The C language is used to solve the problem of playing CARDS and n dice
- 2020-05-09 19:01:02
- OfStack
A favorite of playing CARDS
Problem description: draw 5 CARDS at random from playing CARDS to judge whether they are a straight line or not. 2-10 is the number itself, A is 1, J is 11, Q is 12, K is 13, and xiao wang can view it as any number.
idea: you can arrange these 5 CARDS in a sequence, and then count the number of zeros and the number of intervals between non-zero digits. If the number of intervals is less than or equal to 0, then it's a shunzi. No better way has been thought of yet.
reference code:
// The functionality : Draw randomly from playing CARDS 5 A card, judge 1 A shunza
// Function parameters : pCards For the brand, nLen Is the number of CARDS
// The return value : Whether shunza
bool IsContinuous(int *pCards, int nLen)
{
if(pCards == NULL || nLen <= 0)
return false;
sort(pCards, pCards + nLen); // Calls the sorting algorithm of the standard library
int i;
int zeroCount = 0; // Big wang 0 said
int capCount = 0; // Interval number
// statistical 0 The number of
for(i = 0; i < nLen; i++)
{
if(pCards[i] == 0)
zeroCount++;
else
break;
}
// Number of statistical intervals
int preCard = pCards[i];
for(i = i + 1; i < nLen; i++)
{
int curCard = pCards[i];
if(preCard == curCard) // With the former 1 CARDS are
return false;
else
capCount += curCard - preCard - 1; // Cumulative interval number
preCard = curCard;
}
return (zeroCount >= capCount)? true: false; // As long as the number of Kings is greater than the number of intervals
}
n dice
Problem description: throw n dice on the ground. The sum of the dice with one side up is S. Enter n and print out the probability of the occurrence of all possible values of S.
idea: this is the first application of the idea of dynamic programming, and the most difficult part of dynamic programming is to find the optimal substructure. And adopt a method called memorandum to avoid double counting. Because the memo method establishes a memo for each subproblem solved, it is available when needed, and avoids the repeated solution of the same subproblem.
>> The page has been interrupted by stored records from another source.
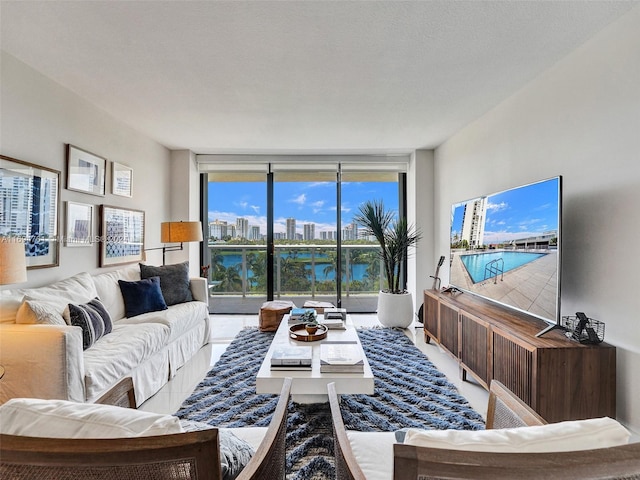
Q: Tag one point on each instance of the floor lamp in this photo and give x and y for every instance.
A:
(178, 232)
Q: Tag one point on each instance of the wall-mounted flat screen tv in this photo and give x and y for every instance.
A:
(506, 247)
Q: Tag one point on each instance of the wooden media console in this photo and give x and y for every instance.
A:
(559, 378)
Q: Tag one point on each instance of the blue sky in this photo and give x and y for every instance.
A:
(518, 213)
(307, 202)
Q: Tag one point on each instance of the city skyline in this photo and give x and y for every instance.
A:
(524, 212)
(306, 202)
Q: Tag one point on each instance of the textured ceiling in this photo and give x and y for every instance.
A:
(298, 76)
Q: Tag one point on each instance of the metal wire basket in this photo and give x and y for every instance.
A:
(593, 331)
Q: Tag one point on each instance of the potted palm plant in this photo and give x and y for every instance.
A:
(395, 237)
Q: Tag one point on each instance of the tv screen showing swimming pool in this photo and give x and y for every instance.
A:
(506, 247)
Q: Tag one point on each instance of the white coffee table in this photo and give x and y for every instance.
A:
(310, 386)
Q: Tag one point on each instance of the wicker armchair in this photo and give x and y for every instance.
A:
(505, 410)
(183, 456)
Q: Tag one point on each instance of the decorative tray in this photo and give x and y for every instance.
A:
(298, 332)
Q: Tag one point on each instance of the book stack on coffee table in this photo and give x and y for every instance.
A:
(341, 357)
(291, 358)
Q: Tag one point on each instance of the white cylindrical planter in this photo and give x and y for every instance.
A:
(395, 309)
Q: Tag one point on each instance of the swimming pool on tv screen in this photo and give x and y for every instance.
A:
(476, 264)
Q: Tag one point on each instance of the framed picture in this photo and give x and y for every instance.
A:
(29, 205)
(85, 171)
(121, 235)
(79, 225)
(121, 179)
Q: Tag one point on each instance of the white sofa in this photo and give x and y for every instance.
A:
(44, 360)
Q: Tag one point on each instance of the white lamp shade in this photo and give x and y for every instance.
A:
(179, 232)
(13, 264)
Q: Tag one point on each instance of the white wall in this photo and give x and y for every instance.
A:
(185, 204)
(39, 117)
(581, 120)
(420, 198)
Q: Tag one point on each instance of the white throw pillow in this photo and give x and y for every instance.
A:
(64, 419)
(554, 437)
(40, 312)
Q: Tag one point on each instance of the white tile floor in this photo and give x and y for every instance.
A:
(225, 327)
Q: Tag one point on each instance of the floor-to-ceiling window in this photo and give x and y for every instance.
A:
(282, 228)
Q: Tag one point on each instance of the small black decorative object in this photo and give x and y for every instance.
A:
(584, 329)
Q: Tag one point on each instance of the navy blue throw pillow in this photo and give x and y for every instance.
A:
(174, 281)
(142, 296)
(93, 318)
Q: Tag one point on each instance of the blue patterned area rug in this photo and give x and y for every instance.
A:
(409, 392)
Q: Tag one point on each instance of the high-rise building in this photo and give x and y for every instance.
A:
(350, 232)
(309, 231)
(475, 214)
(242, 227)
(217, 229)
(291, 228)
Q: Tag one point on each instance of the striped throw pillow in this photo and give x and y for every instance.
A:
(93, 318)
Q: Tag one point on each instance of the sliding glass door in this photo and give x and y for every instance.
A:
(284, 230)
(236, 252)
(305, 233)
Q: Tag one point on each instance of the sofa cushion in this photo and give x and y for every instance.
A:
(180, 318)
(554, 437)
(142, 296)
(373, 452)
(120, 353)
(174, 281)
(92, 318)
(78, 288)
(64, 419)
(39, 312)
(109, 290)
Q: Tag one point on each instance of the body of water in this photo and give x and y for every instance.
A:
(358, 270)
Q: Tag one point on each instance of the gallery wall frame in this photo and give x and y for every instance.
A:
(79, 225)
(121, 235)
(121, 180)
(86, 171)
(30, 201)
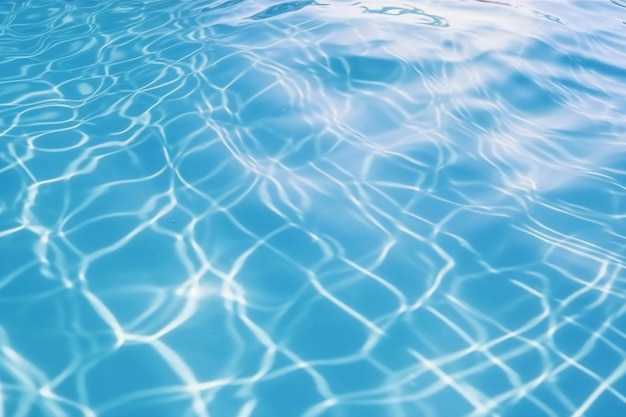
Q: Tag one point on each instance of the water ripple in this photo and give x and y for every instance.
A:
(318, 209)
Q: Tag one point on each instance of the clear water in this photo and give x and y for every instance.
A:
(312, 208)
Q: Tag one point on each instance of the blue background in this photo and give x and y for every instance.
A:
(264, 209)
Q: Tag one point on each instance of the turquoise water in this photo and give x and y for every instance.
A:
(316, 209)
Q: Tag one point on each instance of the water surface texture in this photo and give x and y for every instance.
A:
(312, 208)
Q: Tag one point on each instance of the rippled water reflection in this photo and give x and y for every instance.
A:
(255, 209)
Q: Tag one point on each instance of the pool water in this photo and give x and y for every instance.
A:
(316, 209)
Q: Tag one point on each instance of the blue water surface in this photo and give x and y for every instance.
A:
(312, 208)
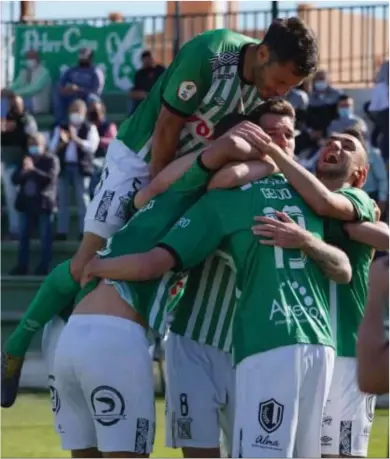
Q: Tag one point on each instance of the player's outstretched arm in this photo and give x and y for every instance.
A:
(323, 201)
(238, 174)
(136, 267)
(372, 348)
(284, 232)
(376, 235)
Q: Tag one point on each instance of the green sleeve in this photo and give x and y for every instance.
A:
(197, 176)
(189, 78)
(364, 207)
(196, 235)
(362, 203)
(42, 80)
(19, 82)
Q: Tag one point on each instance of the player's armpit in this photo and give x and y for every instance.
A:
(333, 262)
(238, 174)
(375, 235)
(164, 179)
(135, 267)
(165, 139)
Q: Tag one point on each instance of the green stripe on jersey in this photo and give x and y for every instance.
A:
(204, 313)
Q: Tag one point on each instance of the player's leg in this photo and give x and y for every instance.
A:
(348, 414)
(74, 423)
(318, 364)
(267, 403)
(192, 398)
(123, 174)
(163, 180)
(56, 293)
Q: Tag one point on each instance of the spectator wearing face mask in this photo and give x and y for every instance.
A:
(82, 81)
(107, 132)
(33, 84)
(15, 128)
(346, 117)
(75, 143)
(145, 78)
(36, 201)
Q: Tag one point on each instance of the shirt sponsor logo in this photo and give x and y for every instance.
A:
(187, 90)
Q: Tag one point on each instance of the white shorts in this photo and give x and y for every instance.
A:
(199, 394)
(349, 413)
(123, 174)
(104, 379)
(50, 337)
(280, 398)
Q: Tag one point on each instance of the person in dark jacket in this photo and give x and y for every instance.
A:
(107, 132)
(36, 202)
(75, 143)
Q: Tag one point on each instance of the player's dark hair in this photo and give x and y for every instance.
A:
(344, 97)
(228, 122)
(290, 40)
(277, 106)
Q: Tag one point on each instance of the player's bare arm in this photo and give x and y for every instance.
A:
(376, 235)
(284, 232)
(165, 139)
(372, 348)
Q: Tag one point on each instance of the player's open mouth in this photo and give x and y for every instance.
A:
(331, 158)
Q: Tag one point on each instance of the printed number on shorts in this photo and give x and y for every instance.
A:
(103, 178)
(296, 214)
(201, 128)
(183, 405)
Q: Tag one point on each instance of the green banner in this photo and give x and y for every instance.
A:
(117, 49)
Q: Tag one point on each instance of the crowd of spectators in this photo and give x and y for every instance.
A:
(39, 170)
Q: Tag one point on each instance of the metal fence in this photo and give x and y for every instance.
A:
(353, 40)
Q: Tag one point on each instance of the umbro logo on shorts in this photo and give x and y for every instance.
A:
(270, 415)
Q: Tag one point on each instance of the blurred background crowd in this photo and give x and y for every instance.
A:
(48, 171)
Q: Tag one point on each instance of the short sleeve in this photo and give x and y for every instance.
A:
(195, 236)
(188, 78)
(362, 203)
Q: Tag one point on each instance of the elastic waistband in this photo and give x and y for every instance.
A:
(106, 320)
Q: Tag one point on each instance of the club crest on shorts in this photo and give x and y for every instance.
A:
(270, 415)
(370, 407)
(108, 405)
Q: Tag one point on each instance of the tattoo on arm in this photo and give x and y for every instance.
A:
(333, 262)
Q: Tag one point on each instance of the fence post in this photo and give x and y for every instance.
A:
(176, 29)
(275, 10)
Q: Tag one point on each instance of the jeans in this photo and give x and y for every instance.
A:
(27, 223)
(10, 193)
(71, 177)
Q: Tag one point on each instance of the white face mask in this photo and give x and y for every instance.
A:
(76, 119)
(31, 63)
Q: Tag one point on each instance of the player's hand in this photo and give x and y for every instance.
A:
(244, 141)
(281, 232)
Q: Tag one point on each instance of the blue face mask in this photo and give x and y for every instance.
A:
(344, 112)
(320, 85)
(33, 150)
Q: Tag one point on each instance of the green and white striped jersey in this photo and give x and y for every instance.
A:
(205, 311)
(203, 84)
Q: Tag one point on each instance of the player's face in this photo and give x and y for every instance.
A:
(273, 79)
(341, 158)
(281, 130)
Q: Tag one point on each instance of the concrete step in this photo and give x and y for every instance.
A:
(62, 250)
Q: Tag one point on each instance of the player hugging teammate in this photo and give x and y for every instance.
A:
(262, 341)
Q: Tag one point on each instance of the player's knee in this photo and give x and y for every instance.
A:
(201, 452)
(87, 452)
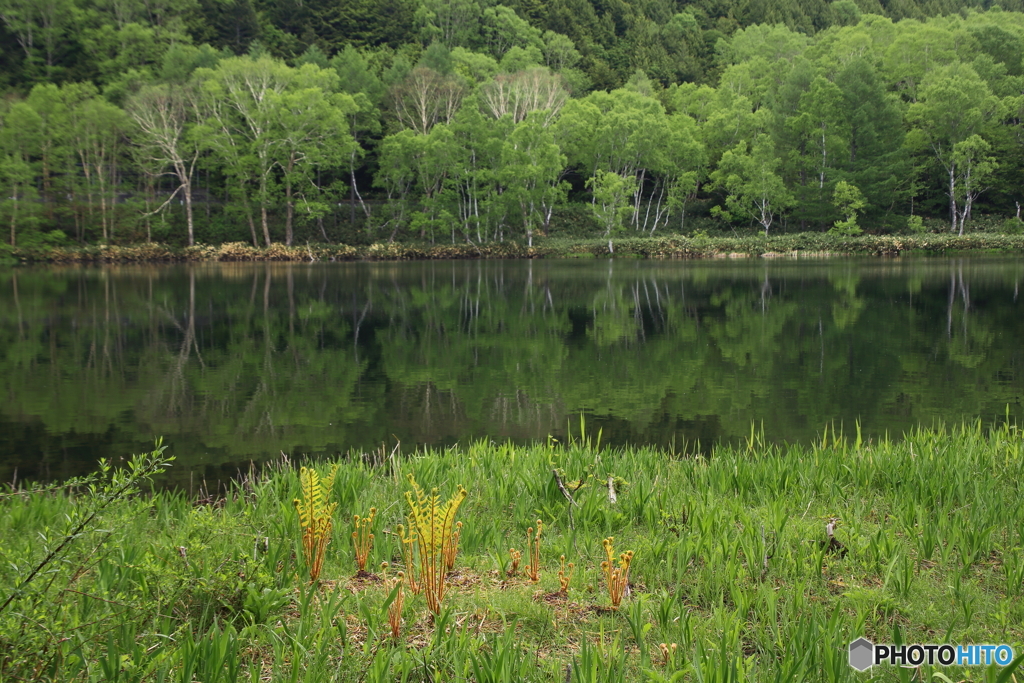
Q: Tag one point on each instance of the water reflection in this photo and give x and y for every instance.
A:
(232, 363)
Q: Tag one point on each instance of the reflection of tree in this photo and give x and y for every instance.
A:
(233, 361)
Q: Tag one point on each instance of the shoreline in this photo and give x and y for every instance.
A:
(804, 245)
(736, 556)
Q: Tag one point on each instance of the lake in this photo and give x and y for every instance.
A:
(232, 363)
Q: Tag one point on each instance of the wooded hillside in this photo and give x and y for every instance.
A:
(243, 120)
The optimal substructure of is: F(k, n) means the number of dice and the number of species of n; k means the number of dice and n means the number of dice and k k
/ = F(k-1, n-6) + F(k-1, n-5) + F(k-1, n-4) + F(k-1, n-3) + F(k-1, n-2) + F(k-1, n-1) for k > 0, k <= n <= 6*k
F(k, n) =
\ = 0 for n < k or n > 6*k
When k=1, F(1,1)=F(1,2)=F(1,3)=F(1,4)=F(1,5)=F(1,6)=1.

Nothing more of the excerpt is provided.